Noting the clear links between LASER and the Notre Dame mission to be a force for good in the world, Laura Carlson, vice president, associate provost and dean of the Graduate School, described the impact of the award on the students who have participated in the program. “We are deeply honored to receive this recognition,” said Carlson.

“The success of LASER is directly tied to the particular gifts of the graduate student researchers and scholars who bring their minds and their hearts to the program each year. A core component of LASER is a student-driven community engagement project.

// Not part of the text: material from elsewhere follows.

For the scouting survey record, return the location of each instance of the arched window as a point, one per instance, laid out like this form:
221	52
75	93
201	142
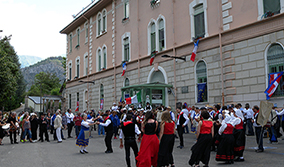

Our broad message to graduate students at Notre Dame is that ‘Your Research Matters.’ Through the program, each participant charts a clear path between their intellectual efforts and the positive impact they can make as individuals,” continued Carlson.

 

Examples of recent projects include:

• The creation of a support network for Notre Dame graduate students from diverse backgrounds.

• The creation of a STEM mentorship program for women undergraduates at Notre Dame.

• Expanded computer literacy programming for residents of the South Bend Center for the Homeless.

• The creation of a STEM outreach program for middle school-aged students from low- to middle-income families.

“The primary objective of LASER is for participants to gain a better understanding of themselves, others and the organizations in which they serve, and then to apply their training in a manner informed by the University’s core values of integrity, accountability, teamwork, leadership in mission and leadership in excellence,” explained John Lubker, associate dean for academic affairs in the Graduate School.

Tying the program to Notre Dame’s historical strengths, Lubker observed, “These hybrid classroom and experienced-based opportunities serve as a forum to learn about and gain experience in self-awareness, communication skills and people and project management.”

Initially funded by a National Science Foundation grant in 2015, LASER is a selective year-long co-curricular program offered annually to third- and fourth-year Notre Dame doctoral students and delivered via workshops, guest speakers and mentorship experiences that complement the individual projects. A space for interdisciplinary dialogue and learning — participants have represented 25 Notre Dame doctoral programs of study — these students draw upon multiple perspectives about leadership and the ethical implications of their work.